Jadi, menurut Yudi, konstitusi kita benar-benar dibangun di atas semua keberagaman Indonesia. Dan ketika semua keragaman itu bertemu, satu sama lain bertanya, “What do we want? Untuk apa  kita membentuk negara?” Bung Hatta mengatakan, “Aku ingin membangun negara, di mana semua orang merasa bahagia di dalamnya.”

Kalau kita ingin bahagia, tentu kita bentuk suatu visi dan misi negara yang diharapkan bisa memenuhi keberbagaian semua orang dalam negara tersebut. Berdasarkan visi yang telah kita sepakati, bahwa negara ini dibentuk adalah untuk menjadi bangsa yang merdeka, bersatu, berdaulat, adil dan makmur.

“Kalau kehidupan kita dalam berbangsa merdeka, tidak ada diskriminasi, tidak ada penindasan, tapi juga bebas mengembangkan diri, kemudian bersatu apapun keragaman kita, berdaulat artinya mampu mengambil keputusan-keputusan politik sendiri tanpa dikte-dikte dari kekuatan mana pun, adil dan makmur yang menghantarkan kita pada kebahagiaan,” kata Yudi.

Misi negara ini ada di alenia ke 4 UUD 45. Apa misi negara untuk mencapai kebahagiaan semua orang, yaitu adalah melindungi segenap bangsa Indonesia dan seluruh tumpah darahya.  Segenap bangsa itu memiliki makna, segala jenis bangsa ini apa pun agamanya, apa pun rasnya, apa pun sukunya, apa pun jenis kelaminnya, harus dilindungi.

“Seluruh tumpah darah, artinya di mana pun setiap jengkal tanah air Indonesia harus dilindungi. Oleh karenanya mengapa harga minyak di Papua harus sama dengan tempat-tempat lain di Indonesia, itu memilki makna bahwa tidak boleh ada yang tertinggal. Kalau manusianya saja yang dilindungi, seumur-umur Jawa melulu yang dibangun, gara-gara yang kurang padat penduduknya tidak kita bangun,” jelas Yudi.

Yang selanjutnya adalah memajukan kesejahteraan umum. Jadi yang ingin sejahtera itu umum, bukan orang  per orang, bukan perusahaan tertentu, bukan ras tertentu, bukan golongan tertentu, teritorial tertentu, wilayah tertentu. Tapi, ini untuk umum. Kalau rakyat disebut dalam konstitusi, berarti kata umum dimaksud adalah kita secara keseluruhan.

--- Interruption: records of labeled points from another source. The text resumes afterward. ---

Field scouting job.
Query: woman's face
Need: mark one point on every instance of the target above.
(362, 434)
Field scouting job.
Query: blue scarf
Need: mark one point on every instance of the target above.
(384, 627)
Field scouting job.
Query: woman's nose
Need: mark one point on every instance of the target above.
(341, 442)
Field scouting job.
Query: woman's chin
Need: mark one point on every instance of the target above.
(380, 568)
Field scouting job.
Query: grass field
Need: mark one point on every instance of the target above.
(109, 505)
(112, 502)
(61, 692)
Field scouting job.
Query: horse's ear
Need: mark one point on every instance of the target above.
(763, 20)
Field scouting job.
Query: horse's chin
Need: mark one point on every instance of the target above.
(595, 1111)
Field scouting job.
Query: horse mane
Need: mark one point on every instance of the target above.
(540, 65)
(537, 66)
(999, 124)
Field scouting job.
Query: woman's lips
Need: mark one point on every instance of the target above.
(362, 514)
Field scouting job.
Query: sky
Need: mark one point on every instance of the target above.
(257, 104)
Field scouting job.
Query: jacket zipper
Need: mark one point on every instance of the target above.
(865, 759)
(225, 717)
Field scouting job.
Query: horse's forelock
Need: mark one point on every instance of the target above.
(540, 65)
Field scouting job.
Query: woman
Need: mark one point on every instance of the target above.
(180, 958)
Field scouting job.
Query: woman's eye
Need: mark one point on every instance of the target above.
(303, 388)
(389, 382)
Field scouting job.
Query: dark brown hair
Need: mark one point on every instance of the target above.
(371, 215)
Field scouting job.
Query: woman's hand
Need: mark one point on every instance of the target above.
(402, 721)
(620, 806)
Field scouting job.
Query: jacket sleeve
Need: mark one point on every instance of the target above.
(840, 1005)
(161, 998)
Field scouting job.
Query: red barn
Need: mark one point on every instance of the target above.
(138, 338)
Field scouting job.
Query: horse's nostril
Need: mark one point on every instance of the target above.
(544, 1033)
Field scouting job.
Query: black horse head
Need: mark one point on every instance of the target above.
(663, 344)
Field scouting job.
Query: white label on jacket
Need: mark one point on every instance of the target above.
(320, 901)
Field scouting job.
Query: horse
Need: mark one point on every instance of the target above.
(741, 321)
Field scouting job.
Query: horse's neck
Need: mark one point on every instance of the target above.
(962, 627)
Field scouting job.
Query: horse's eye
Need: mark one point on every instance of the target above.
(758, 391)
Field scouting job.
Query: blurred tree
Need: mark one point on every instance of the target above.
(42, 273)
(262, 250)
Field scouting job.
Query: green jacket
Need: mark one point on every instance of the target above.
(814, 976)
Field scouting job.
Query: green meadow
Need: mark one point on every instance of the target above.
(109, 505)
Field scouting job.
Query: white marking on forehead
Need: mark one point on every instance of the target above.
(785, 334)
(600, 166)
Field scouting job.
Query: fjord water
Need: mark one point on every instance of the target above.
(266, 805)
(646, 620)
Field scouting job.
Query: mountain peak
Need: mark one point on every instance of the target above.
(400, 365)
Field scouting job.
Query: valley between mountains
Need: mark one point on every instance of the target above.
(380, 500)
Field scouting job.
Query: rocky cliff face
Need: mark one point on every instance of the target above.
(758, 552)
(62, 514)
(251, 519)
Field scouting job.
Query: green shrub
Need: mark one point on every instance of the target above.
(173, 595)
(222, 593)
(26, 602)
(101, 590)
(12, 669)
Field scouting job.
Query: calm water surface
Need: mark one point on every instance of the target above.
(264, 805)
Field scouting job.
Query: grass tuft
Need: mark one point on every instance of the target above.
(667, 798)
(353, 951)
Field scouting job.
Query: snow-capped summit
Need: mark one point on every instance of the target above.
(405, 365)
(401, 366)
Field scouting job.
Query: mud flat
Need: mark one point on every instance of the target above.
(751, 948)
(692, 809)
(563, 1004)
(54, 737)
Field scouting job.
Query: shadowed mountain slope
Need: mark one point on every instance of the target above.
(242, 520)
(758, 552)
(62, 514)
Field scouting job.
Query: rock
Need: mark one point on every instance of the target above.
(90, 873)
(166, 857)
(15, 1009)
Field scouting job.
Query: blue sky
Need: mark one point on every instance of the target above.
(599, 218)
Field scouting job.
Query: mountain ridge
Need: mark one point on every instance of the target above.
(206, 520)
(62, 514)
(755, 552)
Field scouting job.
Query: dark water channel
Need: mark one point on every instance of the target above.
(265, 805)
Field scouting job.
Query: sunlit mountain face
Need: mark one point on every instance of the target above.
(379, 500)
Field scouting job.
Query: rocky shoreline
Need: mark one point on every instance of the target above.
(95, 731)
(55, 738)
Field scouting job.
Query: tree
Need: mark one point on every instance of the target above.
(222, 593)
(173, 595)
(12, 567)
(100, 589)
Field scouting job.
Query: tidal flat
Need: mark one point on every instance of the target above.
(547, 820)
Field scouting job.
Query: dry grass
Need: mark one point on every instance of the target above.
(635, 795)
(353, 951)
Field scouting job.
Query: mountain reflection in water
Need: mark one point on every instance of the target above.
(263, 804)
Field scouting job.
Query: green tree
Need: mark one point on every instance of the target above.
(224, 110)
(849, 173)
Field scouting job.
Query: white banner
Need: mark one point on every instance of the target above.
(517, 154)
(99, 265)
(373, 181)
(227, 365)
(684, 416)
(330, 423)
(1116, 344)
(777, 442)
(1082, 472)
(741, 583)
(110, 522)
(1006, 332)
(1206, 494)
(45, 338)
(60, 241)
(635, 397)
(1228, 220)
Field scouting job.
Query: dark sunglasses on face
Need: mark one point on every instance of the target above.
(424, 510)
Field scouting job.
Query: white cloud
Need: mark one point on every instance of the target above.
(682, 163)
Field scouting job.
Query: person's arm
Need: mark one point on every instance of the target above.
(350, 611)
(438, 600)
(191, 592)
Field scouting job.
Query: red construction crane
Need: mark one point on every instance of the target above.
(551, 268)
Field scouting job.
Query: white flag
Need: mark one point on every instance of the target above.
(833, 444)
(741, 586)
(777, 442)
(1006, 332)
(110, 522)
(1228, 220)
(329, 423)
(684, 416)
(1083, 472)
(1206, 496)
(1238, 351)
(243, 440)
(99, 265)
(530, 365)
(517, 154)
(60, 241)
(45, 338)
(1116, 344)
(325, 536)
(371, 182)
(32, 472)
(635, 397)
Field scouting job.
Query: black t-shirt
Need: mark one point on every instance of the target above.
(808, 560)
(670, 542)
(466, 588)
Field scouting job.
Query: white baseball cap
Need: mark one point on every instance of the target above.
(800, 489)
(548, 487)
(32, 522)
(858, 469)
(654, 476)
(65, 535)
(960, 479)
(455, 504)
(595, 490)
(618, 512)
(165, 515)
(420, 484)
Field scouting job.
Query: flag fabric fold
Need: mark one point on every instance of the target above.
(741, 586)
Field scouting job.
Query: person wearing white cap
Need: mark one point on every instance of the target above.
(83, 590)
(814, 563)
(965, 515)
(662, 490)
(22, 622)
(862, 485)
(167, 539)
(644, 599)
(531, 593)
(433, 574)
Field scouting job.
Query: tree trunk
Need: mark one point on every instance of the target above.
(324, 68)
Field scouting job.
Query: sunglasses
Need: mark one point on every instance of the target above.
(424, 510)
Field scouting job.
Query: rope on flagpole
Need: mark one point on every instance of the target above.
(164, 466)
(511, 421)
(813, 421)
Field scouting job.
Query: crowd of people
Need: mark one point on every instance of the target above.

Di sini sebenarnya menarik, kata kesejahteraan dimaksud bukan hanya disandangkan kepada hal yang material berupa sandang, pangan, papan, tetapi juga ada dimensi kesejaheraan spiritual. Sederhananya, percuma kalau bangsa itu kesejahtetraannya hanya sandang, pangan, dan papan, kalau hak ibadahnya dirongrong, rumah ibadahnya dirobohkan, itu juga tidak akan menimbulkan kesejahteraan.

Menurut Yudi, para pendiri bangsa karenanya menyebut kata adil dan makmur selalu ditambah imbuhan materiil dan spirituil. Dan sekarang memang benar, tidak ada jaminan negara yang GDP-nya tinggi, income per kapita tinggi dapat bahagia. Banyak juga negara yang GDP-nya tinggi, income tinggi tapi tingkat bunuh diriya juga tinggi.

“Singapura, Korea Selatan, China, Jepang tingkat bunuh dirinya tinggi. Dan sekarang kita dihadapkan pada situasi di mana manusia jumlah orang yang meninggal karena peperangan lebih kecil dari orang-orang yang bunuh diri, 800.000 per tahun. Oleh karenanya, kesejahteraan spirituil menjadi aspek yang  penting dalam bernegara selain dari kesejahteraan pada aspek materiil,” jelasnya.

Selain kuliah umum, Megawati Institute juga mengadakan bedah buku The Rise and Fall of American Growth karya Robert Gordon di hari yang sama.